While Hera is recognizably Hera in A New Dawn, just a younger and more naive version of the character we saw in Rebels, Kanan is frequently unrecognizable. The Kanan of these pages is a very long way from his padawan roots as Caleb Dume and he is actively seeking to hide from his past, not only physically to keep him safe from the Empire, but also mentally. During one passage, he notes to himself that whenever he feels himself taking a course of action that Caleb would approve of, he knows he is making a bad choice. However, no matter how he acts or what he tries to make himself believe, Kanan and Caleb share the same heart and Kanan cannot bear to see people hurt when he has the opportunity to intervene.
Again and again, throughout A New Dawn, Kanan risks exposure and unwelcome attention by stepping into the fray to help others, and it is this that makes Hera really see him as a potential ally. Their initial interaction is not how I pictured it, with Kanan acting more infatuated teenager than calm and collected Jedi, but their relationship is an enjoyable thread woven through the story. I enjoyed seeing Hera’s impressions of Kanan slowly shift as he changes in her eyes from gadabout with a heart through to a potential partner, and the end point for their relationship as this story concludes is entirely believable, allaying my fears that their partnership would feel rushed in order to go from meeting to teaming up in the course of a single book.

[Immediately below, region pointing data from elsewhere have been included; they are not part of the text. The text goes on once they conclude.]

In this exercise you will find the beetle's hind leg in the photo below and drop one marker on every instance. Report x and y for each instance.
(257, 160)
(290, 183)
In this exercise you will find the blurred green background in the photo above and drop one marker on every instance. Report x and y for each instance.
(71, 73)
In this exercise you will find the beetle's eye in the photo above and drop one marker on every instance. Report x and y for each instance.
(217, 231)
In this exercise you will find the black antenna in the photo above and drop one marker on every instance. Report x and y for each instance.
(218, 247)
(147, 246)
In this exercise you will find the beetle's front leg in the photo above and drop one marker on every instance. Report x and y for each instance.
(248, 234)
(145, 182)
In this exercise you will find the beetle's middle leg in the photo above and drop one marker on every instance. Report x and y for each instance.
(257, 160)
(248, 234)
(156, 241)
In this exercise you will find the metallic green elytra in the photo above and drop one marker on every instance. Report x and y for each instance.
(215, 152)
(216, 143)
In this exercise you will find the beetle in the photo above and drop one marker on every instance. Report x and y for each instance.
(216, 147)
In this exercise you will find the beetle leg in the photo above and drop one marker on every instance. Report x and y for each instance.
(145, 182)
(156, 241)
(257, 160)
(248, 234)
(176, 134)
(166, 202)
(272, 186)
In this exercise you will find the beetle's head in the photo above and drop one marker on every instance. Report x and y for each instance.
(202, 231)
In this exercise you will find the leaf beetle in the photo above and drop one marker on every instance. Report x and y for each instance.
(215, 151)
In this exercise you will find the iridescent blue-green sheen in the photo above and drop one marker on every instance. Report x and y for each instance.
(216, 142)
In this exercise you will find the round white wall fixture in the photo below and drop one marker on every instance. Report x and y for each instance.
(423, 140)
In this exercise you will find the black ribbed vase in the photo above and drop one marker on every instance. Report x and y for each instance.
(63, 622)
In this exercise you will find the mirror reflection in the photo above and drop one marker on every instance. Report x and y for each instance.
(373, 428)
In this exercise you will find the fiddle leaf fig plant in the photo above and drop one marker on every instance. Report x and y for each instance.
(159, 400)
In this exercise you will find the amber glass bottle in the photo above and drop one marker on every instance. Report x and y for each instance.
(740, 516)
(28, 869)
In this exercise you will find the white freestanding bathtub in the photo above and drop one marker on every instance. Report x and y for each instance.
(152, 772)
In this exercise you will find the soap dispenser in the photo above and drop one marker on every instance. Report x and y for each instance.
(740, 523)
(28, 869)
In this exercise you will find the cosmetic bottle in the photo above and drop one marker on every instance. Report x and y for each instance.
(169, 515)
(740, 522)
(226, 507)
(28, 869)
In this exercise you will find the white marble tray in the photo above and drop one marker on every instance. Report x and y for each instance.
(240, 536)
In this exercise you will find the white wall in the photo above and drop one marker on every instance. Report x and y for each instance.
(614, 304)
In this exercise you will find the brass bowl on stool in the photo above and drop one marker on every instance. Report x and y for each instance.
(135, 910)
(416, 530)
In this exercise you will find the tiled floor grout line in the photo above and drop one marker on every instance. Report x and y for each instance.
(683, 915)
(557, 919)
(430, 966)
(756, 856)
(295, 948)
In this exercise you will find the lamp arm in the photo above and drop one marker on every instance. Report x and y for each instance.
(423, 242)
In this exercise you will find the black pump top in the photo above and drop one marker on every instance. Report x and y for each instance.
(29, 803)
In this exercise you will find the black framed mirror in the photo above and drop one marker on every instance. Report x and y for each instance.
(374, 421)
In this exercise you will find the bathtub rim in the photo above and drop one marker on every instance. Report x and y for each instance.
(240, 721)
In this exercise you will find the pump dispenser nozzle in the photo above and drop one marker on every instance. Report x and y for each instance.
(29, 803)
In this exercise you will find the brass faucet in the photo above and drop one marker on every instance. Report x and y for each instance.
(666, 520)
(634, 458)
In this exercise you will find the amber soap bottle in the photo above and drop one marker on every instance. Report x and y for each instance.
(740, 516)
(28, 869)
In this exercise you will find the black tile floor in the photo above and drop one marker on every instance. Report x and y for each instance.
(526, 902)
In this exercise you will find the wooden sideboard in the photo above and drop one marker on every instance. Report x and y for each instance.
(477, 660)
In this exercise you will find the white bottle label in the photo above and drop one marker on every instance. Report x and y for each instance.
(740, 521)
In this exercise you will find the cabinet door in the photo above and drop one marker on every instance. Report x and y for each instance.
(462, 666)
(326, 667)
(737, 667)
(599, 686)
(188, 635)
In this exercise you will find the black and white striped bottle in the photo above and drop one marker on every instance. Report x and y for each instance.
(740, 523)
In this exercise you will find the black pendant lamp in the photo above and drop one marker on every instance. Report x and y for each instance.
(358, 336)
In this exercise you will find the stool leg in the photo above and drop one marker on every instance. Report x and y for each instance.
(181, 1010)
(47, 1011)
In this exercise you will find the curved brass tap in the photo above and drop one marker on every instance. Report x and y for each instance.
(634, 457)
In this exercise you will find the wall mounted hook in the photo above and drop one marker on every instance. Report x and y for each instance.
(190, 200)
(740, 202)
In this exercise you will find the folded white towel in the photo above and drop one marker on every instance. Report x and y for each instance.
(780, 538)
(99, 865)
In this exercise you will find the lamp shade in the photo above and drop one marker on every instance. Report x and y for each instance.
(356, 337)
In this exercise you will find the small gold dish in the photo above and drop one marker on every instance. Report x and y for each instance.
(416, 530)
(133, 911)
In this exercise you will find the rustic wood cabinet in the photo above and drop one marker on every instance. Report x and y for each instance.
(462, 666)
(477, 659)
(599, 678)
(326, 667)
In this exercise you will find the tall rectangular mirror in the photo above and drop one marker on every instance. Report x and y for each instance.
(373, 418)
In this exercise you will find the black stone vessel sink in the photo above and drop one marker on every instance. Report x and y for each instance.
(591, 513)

Vidian is an in interesting new villain, and I was pleased to note a young Captain Rae Sloane making an appearance here too on the Imperial side of things. I’m always wary of new villains being brought into the novels as it’s so easy to fall back on standard tropes that give them Sith powers, and just how many dark side Force users are we supposed to believe materialized at the rise of the Empire? Vidian is different, and I was pleased that we were given a surprisingly detailed background for him that helped his increasingly self-serving motivations throughout the story make sense. Physically, he reminded me in many ways of General Grievous but without the obvious outward health issues. I can’t help wondering if the technology used to create Vidian’s cybernetic body parts are an improved version of those used on Grievous, although the timeline suggests that Vivian’s enhancements may well have been completed before Grievous’.
All in all, I enjoyed this trip back to the early days of the new canon thanks to A New Dawn. It made me want to do a re-watch of Star Wars Rebels in order to see the growth of Kanan and Hera once again, and it also made me even more excited to read Alphabet Squadron in a couple of weeks time where I’ll get to read about an older, New Republic era Hera.
Despite being based on a TV show aimed at kids, this is definitely an adult novel and some of the violence may be a little much for younglings – one death, in particular, was very shocking – so I would advise parents to read through first to determine if the book will be suitable for their younger readers. I would absolutely recommend A New Dawn to adult Rebels fans and other mature readers, however, you don’t need to be a fan of the show to enjoy this one.